И всё вокруг них тихо: на полу толстые половики лежат, шагов не слыхать, говорят люди мало, вполголоса, – даже часы на стене осторожно постукивают. Пред иконами неугасимые лампады горят, везде картинки наклеены: страшный суд, муки апостольские, мучения святой Варвары. А в углу на лежанке старый кот лежит, толстый, дымчатый, и зелёными глазами смотрит на всё – блюдёт тишину. В тишине этой осторожной ни Ларионова пения, ни птиц наших долго не мог я забыть.
Свёл меня Титов в контору и начал приучать к бумажному делу. Живу. Вижу – следит за мной Титов, присматривается, молчит, словно ожидает чего-то от меня. Неловко мне.
Весёлым я никогда не был, а в то время и совсем сумрачен стал; говорить – не с кем да и не хочется.
Мутно было на душе у меня, не нравились мне Титовы подозрительной тишиной жизни своей. Стал я ходить в церковь, помогать сторожу Власию да новому дьячку, – этот был молодой, красивый, из учителей какой-то; к службе лентяй, с попом подхалим, руку ему целует, собачкой бегает за ним по пятам. На меня кричит, а – напрасно, потому что я службу знал не хуже его и делал всё как надо.
В ту пору и начал я трудную жизнь мою – бога полюбил.
Поправляя однажды перед всенощной свечи у иконы богородицы, вижу – и она и младенец смотрят на меня серьёзно и задушевно таково… Заплакал я и встал на колени пред ними, молясь о чём-то – за Лариона, должно быть. Долго ли молился – не знаю, но стало мне легче – согрелся сердцем и ожил я.
Власий в алтаре трудился, бормочет там свои непонятные речи. Вошёл я к нему, взглянул он на меня, спрашивает:
– Что обрадовался, али копейку нашёл?
Знал я, почему он так спросил, – часто я деньги на полу находил, – но теперь неприятны показались мне слова его, как бы ущипнул он меня за сердце.
– Богу я помолился, – говорю.
– Которому? – спрашивает. – Их тут у нас больше ста, богов-то!

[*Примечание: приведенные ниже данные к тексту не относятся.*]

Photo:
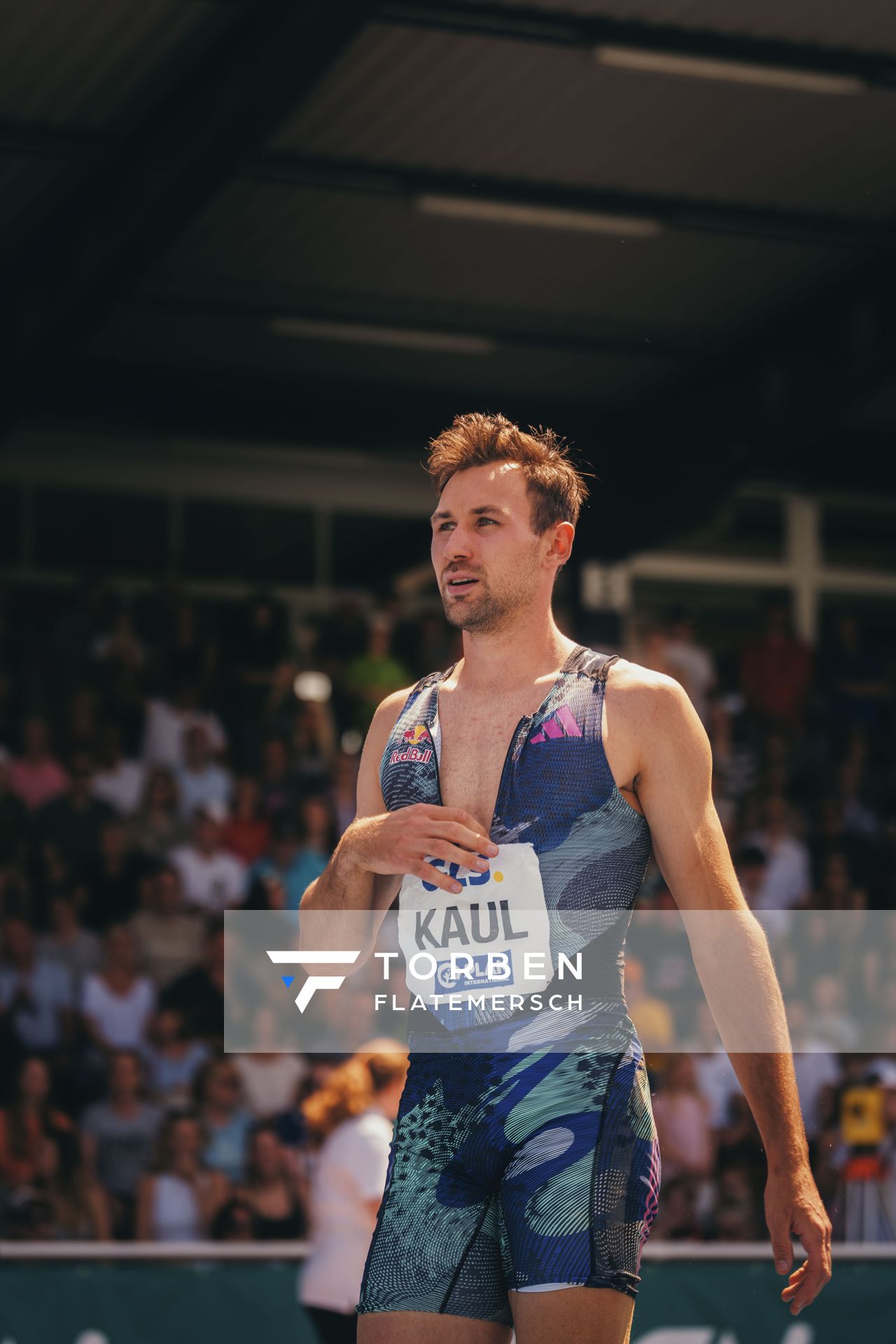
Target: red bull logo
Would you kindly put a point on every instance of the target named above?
(414, 750)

А вот где – живой? Где – который настоящий, а не из дерева, да! Поищи-ка его!
Цена его слов известна мне была, а обидели они меня в тот час. Власий – человек древний, уже едва ноги передвигал, в коленях они у него изогнуты, ходит всегда как по жёрдочке, качаясь весь, зубов во рту – ни одного, лицо тёмное и словно тряпка старая, смотрят из неё безумные глаза. Ангел смерти Власия тоже древен был – не мог поднять руку на старца, а уже разума лишался человек: за некоторое время до смерти Ларионовой овладел им бред.
– Не церкви, – говорит, – я сторож, а скоту: пастух я, пастухом родился и так умру! Вот – скоро отойду от церкви в поле.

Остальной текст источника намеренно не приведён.